Despite concerns about the potential strain on local industries, Schlettwein was pleased with the interest expressed by some EU firms to invest in manufacturing in Namibia, which would allow them to exploit the market access achieved through the EPA.

They also seek access to regional and continental markets being developed through the negotiation of a Tripartite Free Trade Area amongst SADC, the Common Market for East and Southern Africa (COMESA), the East African Community (EAC) and the Continental Free Trade Area. It would encompass almost the whole of Africa.

Schlettwein, however, cautioned that much more needs to be done to encourage EU companies to expand to Namibia and the ACP region, saying this is an area where Namibia calls for more intensified cooperation with the EU at all levels.
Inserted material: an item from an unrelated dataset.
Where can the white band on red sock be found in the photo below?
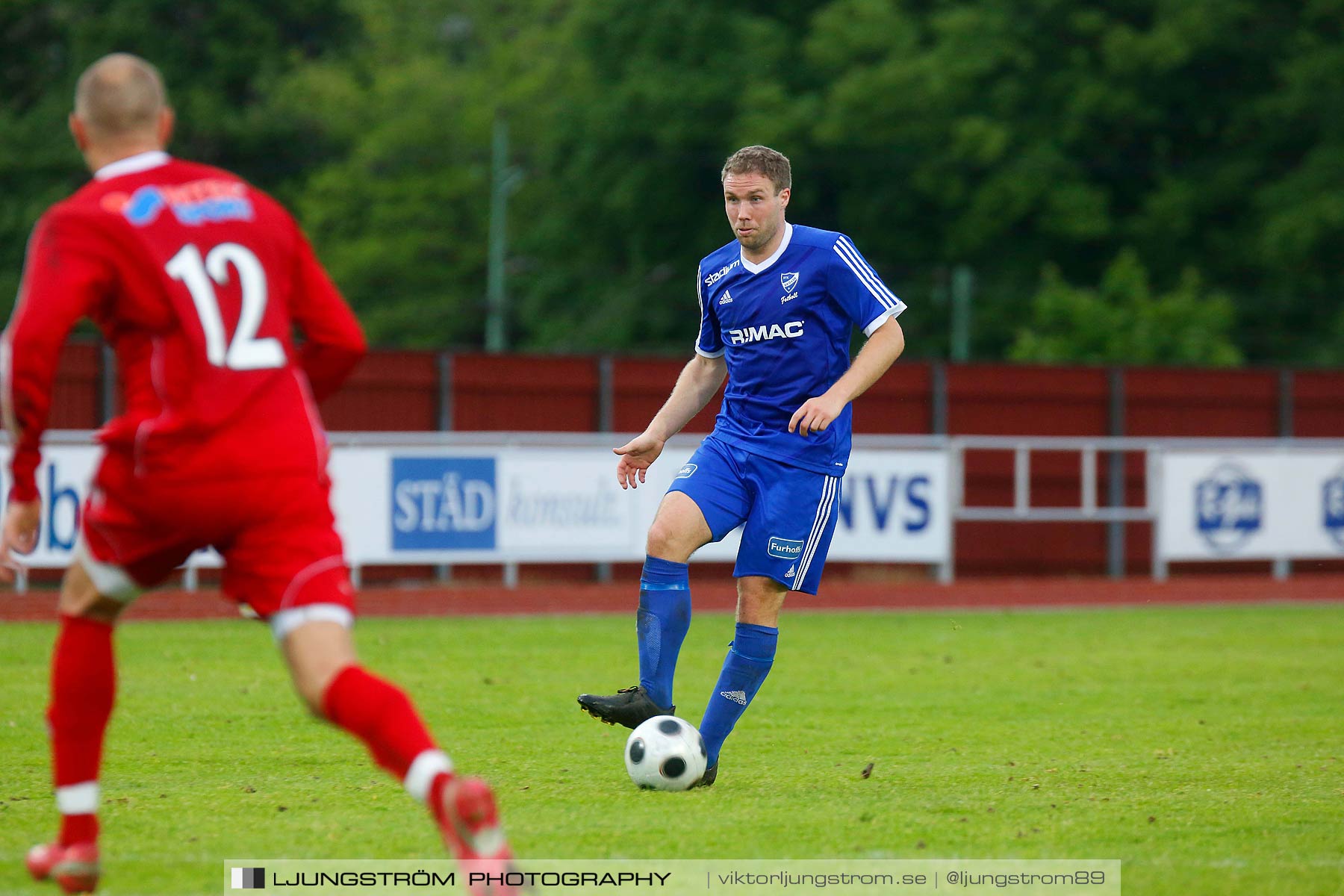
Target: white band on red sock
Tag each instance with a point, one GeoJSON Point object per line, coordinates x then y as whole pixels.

“No doubt, the entry into force of the SADC-EPA has associated adjustment costs in terms of, among others, the competitiveness of the domestic industries and trade-related revenue at country and Southern African Customs Union (SACU) External Tariff level, due to the liberalised tariff regime.

“Thus, the net positive welfare effect on Namibia will largely depend on the extent to which domestic industries successfully adjust to the liberalised trading regime, the price competitiveness and new business formations expanding to Namibia,” said Schlettein.

He added that he hopes the EU would take “great care” in the introduction of behind-the-border measures, such as technical standards or environmental certification that would inadvertently erode the advantages gained in the EPA.

“At present, these non-tariff barriers exist and erode the intended benefits of free market access”, Schlettwein warned.

The recently signed EPA provides Duty Free Quota Free (DFQF) market access to ACP products into the EU. For Namibia, the agreement does not only guarantee continued market access for current products, such as beef, grapes, dates and fish into the EU, but also provides an opportunity for the country to diversify its export basket.

In return for market access Namibia (and other ACP countries) will need to reciprocate by granting unrestricted market access for EU goods into their territories at the agreed preferential duties.

As the principal outcome of the EPA negotiations, secure market access for Namibian products into the EU will provide an enabling framework for local production, manufacturing and value addition and thus supports the achievement of the Growth at Home industrialisation strategy.

“Despite the important benefits obtained through the market access that was negotiated through the EPA and similar agreements, we are concerned about the long-term erosion of market access preferences globally. The plethora of bilateral trade agreements in our view contributed to the collapse of the Doha Round in the World Trade Organisation (WTO)”, Schlettwein noted.